AFGE has been at the lead of every important milestone in modern American history – from the launch of the first American space shuttle, Columbia, to the picket lines for the end of apartheid in South Africa. In 1988, AFGE members elected the union’s first African-American president, John Sturdivant, who restored the union’s financial health and created a new strategic organizing model that the union still benefits from today. Our first responders were on the ground during the horrific terrorist attacks of Sept. 11, 2001. Most recently, we showed up in record numbers across the country to protest the devastating effects of the 2013 government shutdown and sequestration.

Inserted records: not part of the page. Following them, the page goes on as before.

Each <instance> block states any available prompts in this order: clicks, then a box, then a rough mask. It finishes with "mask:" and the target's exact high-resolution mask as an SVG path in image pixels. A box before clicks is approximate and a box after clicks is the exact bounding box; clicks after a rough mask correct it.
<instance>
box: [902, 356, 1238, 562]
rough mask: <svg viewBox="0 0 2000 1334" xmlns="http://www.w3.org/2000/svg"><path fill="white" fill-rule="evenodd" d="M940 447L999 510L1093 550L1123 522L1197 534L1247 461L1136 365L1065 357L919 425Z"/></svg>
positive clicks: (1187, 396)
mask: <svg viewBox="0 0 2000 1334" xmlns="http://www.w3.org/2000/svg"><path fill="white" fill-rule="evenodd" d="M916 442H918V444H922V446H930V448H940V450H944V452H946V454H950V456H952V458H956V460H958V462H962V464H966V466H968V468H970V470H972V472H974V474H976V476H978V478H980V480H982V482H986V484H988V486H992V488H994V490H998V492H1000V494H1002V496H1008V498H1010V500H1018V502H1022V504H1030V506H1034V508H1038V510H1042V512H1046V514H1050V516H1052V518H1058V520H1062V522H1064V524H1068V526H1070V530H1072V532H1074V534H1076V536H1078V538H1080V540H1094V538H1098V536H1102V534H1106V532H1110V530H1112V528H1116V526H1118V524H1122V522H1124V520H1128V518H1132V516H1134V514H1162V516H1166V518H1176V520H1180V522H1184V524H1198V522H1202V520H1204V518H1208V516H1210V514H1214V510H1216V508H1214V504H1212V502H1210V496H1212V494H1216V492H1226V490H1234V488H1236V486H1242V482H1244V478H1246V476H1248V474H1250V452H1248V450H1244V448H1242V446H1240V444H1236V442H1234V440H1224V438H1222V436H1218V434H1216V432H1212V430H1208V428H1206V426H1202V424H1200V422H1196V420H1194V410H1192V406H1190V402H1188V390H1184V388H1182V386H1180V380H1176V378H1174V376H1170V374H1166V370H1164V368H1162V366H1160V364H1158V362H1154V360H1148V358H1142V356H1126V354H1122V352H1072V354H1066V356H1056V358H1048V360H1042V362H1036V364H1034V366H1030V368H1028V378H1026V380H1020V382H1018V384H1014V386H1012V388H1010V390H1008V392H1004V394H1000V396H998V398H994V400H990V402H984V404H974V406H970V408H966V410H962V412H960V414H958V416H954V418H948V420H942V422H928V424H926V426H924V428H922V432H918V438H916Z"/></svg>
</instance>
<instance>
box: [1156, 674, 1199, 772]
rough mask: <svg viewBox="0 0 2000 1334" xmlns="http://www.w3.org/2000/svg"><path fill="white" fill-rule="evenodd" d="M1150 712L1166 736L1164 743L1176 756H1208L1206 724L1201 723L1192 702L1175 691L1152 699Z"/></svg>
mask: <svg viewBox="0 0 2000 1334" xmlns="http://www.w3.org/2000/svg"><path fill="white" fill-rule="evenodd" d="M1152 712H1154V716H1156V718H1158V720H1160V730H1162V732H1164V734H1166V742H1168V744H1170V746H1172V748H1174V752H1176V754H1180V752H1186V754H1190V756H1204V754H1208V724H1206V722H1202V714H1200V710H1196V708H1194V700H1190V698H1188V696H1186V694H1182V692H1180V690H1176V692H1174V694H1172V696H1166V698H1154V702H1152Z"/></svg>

These important milestones and increased visibility have translated into organizing successes, as AFGE is one of the few unions to grow in membership every year for the past decade.
AFGE has been fortunate to have had capable leadership throughout its 75 years. As we remember our past accomplishments, we also are looking ahead to the challenges the next 75 years will present. AFGE is adopting new technology, expanding our visibility and organizing younger workers to cultivate a new generation of leadership to take on the challenges that lie ahead.
Together, our dynamic fighting spirit, our unyielding dedication to the mission of our agencies and our continuing effort at self-improvement will take us boldly into our 100thanniversary and beyond.